While Moscow has waged war, it has talked peace. It has put up a smokescreen of peace offers to soften the West and to create domestic pressure within Pakistan to sign a deal on Moscow’s terms. For six years, UN-sponsored negotiations between Afghanistan and Pakistan worked toward a settlement of the war. The tentative agreements have two key provisions. The first states that as soon as the parties sign an agreement the aid to resistance must be cut off. The second states that after the signing the Soviet Union would have a certain amount of time to pull out its forces. While it took only two days to put their forces in, the Soviets have been demanding a year or more to take them out. That would give Moscow time to decimate the resistance before its forces would have to depart.
We must pursue two goals in Afghanistan—a pullout of Soviet forces and self-determination for the Afghan people. Neither our interests nor those of Pakistan and the Afghan resistance would be served if we settle for the first without the second. To achieve our objectives, the United States must work on both the military and diplomatic fronts. We must aid the resistance, protect Pakistan, and negotiate with Moscow.

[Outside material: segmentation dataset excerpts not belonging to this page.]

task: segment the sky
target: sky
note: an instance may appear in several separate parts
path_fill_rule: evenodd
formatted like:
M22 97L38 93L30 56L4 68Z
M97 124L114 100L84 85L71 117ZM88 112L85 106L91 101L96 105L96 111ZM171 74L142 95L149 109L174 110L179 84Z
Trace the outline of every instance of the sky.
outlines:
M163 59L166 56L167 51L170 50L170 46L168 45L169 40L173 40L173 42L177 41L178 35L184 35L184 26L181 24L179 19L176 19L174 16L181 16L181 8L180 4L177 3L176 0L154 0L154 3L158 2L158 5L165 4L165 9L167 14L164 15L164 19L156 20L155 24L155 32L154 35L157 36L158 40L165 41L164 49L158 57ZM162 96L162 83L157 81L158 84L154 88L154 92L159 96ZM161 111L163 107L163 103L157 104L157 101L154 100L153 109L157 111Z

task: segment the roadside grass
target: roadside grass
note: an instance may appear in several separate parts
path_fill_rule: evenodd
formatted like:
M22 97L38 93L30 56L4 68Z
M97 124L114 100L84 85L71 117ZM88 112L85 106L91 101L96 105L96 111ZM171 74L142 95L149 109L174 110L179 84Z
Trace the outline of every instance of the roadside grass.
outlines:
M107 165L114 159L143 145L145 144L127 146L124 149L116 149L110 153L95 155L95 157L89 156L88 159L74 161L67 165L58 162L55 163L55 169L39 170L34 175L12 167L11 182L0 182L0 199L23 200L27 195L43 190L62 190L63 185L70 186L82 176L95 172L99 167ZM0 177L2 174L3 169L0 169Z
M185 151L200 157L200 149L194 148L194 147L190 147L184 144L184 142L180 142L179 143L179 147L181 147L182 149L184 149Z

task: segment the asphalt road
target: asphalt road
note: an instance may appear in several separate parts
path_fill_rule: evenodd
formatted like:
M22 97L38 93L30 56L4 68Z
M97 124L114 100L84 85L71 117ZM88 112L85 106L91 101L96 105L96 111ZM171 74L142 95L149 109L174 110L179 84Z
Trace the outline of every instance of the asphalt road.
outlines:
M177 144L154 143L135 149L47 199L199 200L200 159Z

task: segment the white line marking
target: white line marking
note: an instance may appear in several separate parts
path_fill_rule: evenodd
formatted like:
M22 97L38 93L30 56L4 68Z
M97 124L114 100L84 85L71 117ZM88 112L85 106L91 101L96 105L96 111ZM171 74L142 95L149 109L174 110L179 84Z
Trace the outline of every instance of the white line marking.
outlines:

We should provide as much military and financial assistance to the Afghan resistance as they can effectively use. So far, we have not. We must increase our assistance both in quantity and in quality. The decision in 1986 to provide a sophisticated U.S. antiaircraft missile—the Stinger—has made a significant impact on the war. This should have been done six years earlier. We must not try to fine-tune the level of pressure on the Soviets, turning up the intensity of the war in small increments. If we want to induce the Soviets to strike a deal, we should give as much assistance to the Afghan resistance as it can effectively deploy.